«On a vu dans le passé que les créations d'entreprises avaient tendance à augmenter lors de périodes de chômage de masse», rappelle Eric Heyer, économiste à l'OFCE. Si certains se réjouissent des 622.039 nouvelles structures recensées par l'Insee en 2010 — un "boom" de 7,2% par rapport à 2009 qualifié de "nouveau record" —, celui-ci n'est ni synonyme d'activité, ni de regain de vitalité de l'emploi, mais de bricolage...
Car derrière la quantité, c'est la qualité qu'il faut observer. Or, dans le détail, l'Insee signale que 359.699 d'entre elles — soit près de 60% du total — furent des auto-entreprises, dont on connaît les limites et les dérives. L'Institut confirme qu’«environ la moitié des auto-entrepreneurs ne réalise pas de chiffre d'affaires l'année de la création» et que la plupart d'entre eux (qui sont chômeurs, retraités ou salariés) se lancent dans l'aventure afin de dégager un complément de revenu dont la moyenne s'élève, s'ils ont déjà vendu ou facturé, à… 738 €/mois.
Et de rajouter qu’«en dehors des auto-entreprises, 87% des créations se font également sans salarié». On sort la calculette : 622.000 — 359.700 = 262.300 créations "normales", où seules quelque 31.000 se seraient dotées d'au moins un employé. Dans ces structures, précise l'Institut, on compte en moyenne trois salariés. Un chiffre dramatiquement bas et stable depuis plus de dix ans. Puis de conclure : «Du fait de la part importante d'auto-entrepreneurs parmi les créateurs de 2010, la proportion de créations sans salarié reste, comme en 2009, très élevée (95%)».
On refait le compte : 5% de 622.000 égale bien 31.100. Multiplié par une moyenne de 3 salariés, cela donne 93.300 emplois.
Les entreprises françaises naissent donc faméliques, avec un nombre total d'emplois salariés créés qui avoisine les 100.000. Une maigre performance ne pouvant, de toute évidence, résorber le retard en emplois marchands qui contribue à creuser nos mauvais chiffres du chômage et à affaiblir notre protection sociale.
Vouloir s'en sortir est une chose (et, dans un contexte de crise, se découvrir une "fibre entrepreneuriale" relève plus de l'obligation que de la vocation). Avoir les épaules solides pour offrir à l'économie nationale des entreprises fortes et pérennes en est une autre. «Plus on crée des entreprises, surtout petites, plus le risque de faillites est fort», estime Alexander Law, analyste de l'institut d'études économiques Xerfi. Même si leur nombre a reculé de 4,9% après deux années d'hécatombe, «en 2010, près de la moitié des 60.000 entreprises défaillantes sont des micro-entreprises sans salariés», confirme l'institut Altares.

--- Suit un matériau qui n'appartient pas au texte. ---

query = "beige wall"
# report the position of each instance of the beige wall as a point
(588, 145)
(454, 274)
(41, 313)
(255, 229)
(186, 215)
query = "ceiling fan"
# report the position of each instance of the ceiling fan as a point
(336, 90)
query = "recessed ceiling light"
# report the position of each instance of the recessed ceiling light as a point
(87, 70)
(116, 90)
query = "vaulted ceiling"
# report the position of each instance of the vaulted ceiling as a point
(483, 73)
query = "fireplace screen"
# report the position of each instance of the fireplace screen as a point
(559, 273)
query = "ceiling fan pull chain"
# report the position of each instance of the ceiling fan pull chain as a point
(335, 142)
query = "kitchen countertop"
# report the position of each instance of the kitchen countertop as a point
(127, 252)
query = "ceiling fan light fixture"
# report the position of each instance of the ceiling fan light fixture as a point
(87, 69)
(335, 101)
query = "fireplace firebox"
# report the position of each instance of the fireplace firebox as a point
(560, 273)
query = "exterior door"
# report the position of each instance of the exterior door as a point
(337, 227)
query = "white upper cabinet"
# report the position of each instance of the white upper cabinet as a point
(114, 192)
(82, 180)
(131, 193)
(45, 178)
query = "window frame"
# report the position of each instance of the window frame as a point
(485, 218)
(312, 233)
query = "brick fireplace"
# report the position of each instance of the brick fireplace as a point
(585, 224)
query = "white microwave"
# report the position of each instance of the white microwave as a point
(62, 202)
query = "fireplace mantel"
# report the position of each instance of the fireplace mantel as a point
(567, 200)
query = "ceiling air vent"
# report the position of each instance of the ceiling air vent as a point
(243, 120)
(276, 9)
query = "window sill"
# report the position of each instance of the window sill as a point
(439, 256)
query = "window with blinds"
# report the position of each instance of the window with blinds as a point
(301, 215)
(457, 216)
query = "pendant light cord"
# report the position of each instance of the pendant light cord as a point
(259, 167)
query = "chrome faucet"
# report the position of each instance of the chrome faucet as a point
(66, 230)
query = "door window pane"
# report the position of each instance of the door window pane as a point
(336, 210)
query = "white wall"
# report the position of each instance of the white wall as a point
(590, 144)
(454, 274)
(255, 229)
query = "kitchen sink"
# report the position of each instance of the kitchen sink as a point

Small is beautiful, pense notre gouvernement qui préfère se gargariser de miettes d'entreprises, de la même façon qu'il favorise et fait la promotion de miettes d'emplois sous-payés après avoir "fait la peau" des 35 heures. Une stratégie non seulement incohérente, mais minable et totalement néfaste à tout point de vue.